По смерти Суворина издательство (да, кстати, и упомянутый театр на Фонтанке) досталось одному из его сыновей. Об этом малом отзывались весьма нелестно: интеллектуальное ничтожество, обладающее кроличьей хитростью.
Должно быть, она-то, кроличья хитрость, и подстрекнула Суворина-младшего сделать реверанс Февральской революции: тотчас вслед за падением Романовых он поспешил вручить «запрещенные бумаги» сотрудникам редакции «Былого».
Те немедленно послали за Морозовым.
Вообразите волнение, с каким он склонился над сокровищами, словно бы всплывшими из пучины. И все же Морозов был огорчен:
— Недостает самых важных документов…
Никто не мог объяснить эту недостачу.
Полагаю, читатель догадывается, в чем дело. Ведь вдова Зотова указывала в своем письме — два пакета мы уничтожили, предположив наличие динамита.
Что за притча? Для взрывчатки народовольцы припасали другие убежища и другие, небумажные емкости. Да и не стали бы они подвергать излишней опасности ни Владимира Рафаиловича, ни дорогие для них кожаные портфели.
Стало быть, мне не дано отгадать. Остается предположить, что старика Зотова взбудоражил слух, пронесшийся в конце восьмидесятых годов: толковали, что где-то в провинции революционеры смастерили «взрывчатые пакеты».
* * *
Сказано: книги имеют свою судьбу.
Вот судьба необыкновенная: архив землевольцев и народовольцев издан в наше время, в тридцатых годах. Эта книга — венок на затерянную могилу скромного хранителя кожаных портфелей.
1979
Борис Савинков, он же В. Ропшин, и другие
На севастопольской гауптвахте он ждал петли.
В камере на Лубянке он ждал пули исполнителя.
И виселица, и расстрел причитались в точном соответствии с законом. В молодости — по законам Российской империи. В зрелости — по законам Российской республики.
21 августа 1924 года он приступил к письменным показаниям. Почерк был твердым, текст сжатым, как возвратная пружина браунинга.

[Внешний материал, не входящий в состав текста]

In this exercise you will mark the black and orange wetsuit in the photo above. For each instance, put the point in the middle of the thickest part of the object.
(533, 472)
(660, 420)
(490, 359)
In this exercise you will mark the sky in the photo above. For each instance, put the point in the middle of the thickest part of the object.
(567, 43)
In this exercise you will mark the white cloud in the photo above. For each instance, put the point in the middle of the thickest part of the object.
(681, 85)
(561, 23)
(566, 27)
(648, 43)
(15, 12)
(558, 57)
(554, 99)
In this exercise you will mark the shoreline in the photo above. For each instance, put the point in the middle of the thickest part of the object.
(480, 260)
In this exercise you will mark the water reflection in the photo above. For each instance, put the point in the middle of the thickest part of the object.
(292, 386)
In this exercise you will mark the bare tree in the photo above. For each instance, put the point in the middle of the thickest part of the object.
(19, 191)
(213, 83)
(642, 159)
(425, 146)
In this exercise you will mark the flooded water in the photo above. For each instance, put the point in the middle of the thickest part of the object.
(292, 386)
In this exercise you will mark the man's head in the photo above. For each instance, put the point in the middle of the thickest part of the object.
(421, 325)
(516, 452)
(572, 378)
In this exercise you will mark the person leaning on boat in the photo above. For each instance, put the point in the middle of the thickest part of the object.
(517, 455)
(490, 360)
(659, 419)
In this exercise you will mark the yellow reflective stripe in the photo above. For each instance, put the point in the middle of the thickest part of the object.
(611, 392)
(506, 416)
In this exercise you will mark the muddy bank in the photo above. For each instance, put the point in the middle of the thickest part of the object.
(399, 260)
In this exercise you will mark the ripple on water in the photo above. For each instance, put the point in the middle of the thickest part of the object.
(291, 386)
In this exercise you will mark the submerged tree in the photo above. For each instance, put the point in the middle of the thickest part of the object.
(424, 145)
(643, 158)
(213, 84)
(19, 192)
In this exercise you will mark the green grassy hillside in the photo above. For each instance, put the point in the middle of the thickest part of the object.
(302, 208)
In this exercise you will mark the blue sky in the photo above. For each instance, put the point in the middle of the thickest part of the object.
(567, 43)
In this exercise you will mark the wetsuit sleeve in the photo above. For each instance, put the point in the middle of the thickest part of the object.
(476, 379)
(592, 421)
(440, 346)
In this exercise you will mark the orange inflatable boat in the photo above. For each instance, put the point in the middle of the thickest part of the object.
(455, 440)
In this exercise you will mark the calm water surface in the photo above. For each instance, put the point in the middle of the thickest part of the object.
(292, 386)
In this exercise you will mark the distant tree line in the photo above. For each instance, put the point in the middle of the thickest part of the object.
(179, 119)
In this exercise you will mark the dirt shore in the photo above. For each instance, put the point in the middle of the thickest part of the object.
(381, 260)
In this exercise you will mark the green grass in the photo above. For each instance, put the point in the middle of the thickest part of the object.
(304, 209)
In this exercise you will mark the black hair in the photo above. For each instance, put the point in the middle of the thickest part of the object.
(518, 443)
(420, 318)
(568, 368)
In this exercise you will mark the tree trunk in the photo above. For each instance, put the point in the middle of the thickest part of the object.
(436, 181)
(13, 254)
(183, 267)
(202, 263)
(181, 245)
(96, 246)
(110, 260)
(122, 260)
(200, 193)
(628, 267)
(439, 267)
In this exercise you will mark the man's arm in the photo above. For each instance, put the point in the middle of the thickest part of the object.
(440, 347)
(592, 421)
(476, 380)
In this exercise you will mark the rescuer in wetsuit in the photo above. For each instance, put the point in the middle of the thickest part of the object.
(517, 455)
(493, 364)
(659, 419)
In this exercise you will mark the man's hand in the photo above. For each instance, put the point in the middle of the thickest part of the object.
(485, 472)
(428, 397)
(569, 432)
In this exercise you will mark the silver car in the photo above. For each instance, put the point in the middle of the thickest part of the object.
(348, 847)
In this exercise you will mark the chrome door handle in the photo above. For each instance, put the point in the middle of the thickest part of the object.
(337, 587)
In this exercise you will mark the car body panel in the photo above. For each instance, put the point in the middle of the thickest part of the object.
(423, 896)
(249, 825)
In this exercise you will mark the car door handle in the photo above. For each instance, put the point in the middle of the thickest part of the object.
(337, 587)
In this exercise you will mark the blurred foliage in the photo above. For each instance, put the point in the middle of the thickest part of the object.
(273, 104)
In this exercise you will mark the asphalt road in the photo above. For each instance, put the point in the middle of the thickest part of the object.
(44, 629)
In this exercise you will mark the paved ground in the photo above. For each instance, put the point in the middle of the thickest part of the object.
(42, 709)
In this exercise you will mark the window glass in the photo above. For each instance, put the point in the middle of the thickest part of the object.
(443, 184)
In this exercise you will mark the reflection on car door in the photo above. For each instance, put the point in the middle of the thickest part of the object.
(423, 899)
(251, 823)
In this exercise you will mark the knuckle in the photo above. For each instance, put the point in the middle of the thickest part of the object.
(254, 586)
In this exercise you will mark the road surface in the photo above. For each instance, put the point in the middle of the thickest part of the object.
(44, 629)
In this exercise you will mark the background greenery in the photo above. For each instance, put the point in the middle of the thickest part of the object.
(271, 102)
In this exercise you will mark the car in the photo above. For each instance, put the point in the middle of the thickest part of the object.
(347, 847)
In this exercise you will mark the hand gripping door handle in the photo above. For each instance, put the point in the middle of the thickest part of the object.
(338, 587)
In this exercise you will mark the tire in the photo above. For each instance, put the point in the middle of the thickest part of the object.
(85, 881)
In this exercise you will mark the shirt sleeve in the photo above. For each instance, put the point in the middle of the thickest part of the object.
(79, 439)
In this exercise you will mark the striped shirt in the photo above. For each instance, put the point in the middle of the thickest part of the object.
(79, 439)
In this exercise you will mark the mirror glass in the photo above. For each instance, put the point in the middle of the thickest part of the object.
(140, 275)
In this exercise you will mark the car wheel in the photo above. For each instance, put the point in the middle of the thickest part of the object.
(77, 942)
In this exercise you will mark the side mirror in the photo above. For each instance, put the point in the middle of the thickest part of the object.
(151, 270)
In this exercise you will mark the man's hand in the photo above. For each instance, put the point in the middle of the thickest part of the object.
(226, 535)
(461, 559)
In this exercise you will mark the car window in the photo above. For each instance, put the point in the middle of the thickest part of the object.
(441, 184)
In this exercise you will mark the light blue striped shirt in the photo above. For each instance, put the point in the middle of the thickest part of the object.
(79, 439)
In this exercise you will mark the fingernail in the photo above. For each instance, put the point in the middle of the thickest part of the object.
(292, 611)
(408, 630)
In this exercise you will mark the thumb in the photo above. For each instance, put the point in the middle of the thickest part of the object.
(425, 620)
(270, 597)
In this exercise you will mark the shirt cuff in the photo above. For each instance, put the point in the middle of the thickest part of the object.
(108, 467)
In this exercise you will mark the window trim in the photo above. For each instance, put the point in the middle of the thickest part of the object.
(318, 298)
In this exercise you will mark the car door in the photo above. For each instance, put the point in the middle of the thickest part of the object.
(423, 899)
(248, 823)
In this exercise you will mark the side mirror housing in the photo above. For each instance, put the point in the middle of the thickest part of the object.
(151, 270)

«Я, Борис Савинков, бывший член Боевой организации ПСР, друг и товарищ Егора Созонова и Ивана Каляева, участник убийства Плеве, вел. кн. Сергея Александровича, участник многих других террористических актов, человек, всю жизнь работавший только для народа и во имя его, обвиняюсь ныне рабоче-крестьянской властью в том, что шел против русских рабочих и крестьян с оружием в руках».
27 августа 1924 года Военная коллегия Верховного суда СССР начала слушание дела Савинкова.
29 августа председатель объявил заседание закрытым.
Савинкова Бориса Викторовича, 45 лет, приговорили к высшей мере наказания с конфискацией имущества.
Имущества не было. Конфискации подлежала жизнь.
* * *
К опытам этой жизни, напряженно-нервным, как снаряжение бомб в подпольной мастерской, обращался писатель В. Ропшин.
Ахматова сказала о чеховском «Рассказе неизвестного человека»:
— Как это фальшиво, искусственно. Ведь Чехов совершенно не знает эсеров.
Беллетрист В. Ропшин эсеров знал, ибо был Савинковым. В его прозе много заемного? Пусть так. Зато фальши-то нет. Он изобразил Коня бледного, впоследствии — Коня вороного. Взмыленные погоней, они пахли потом и сукровицей.
Из глубины сибирских руд отозвался читатель, каторжанин-террорист: искренностью и силой взволнован до глубины души; все писано слезами и кровью сердца, нет ни одного невыстраданного слова.
Имя этого читателя Савинков назвал в первых строках своих августовских показаний 1924 года.
За двадцать лет до того они с Егором Созоновым готовили покушение на министра внутренних дел, статс-секретаря и сенатора Плеве.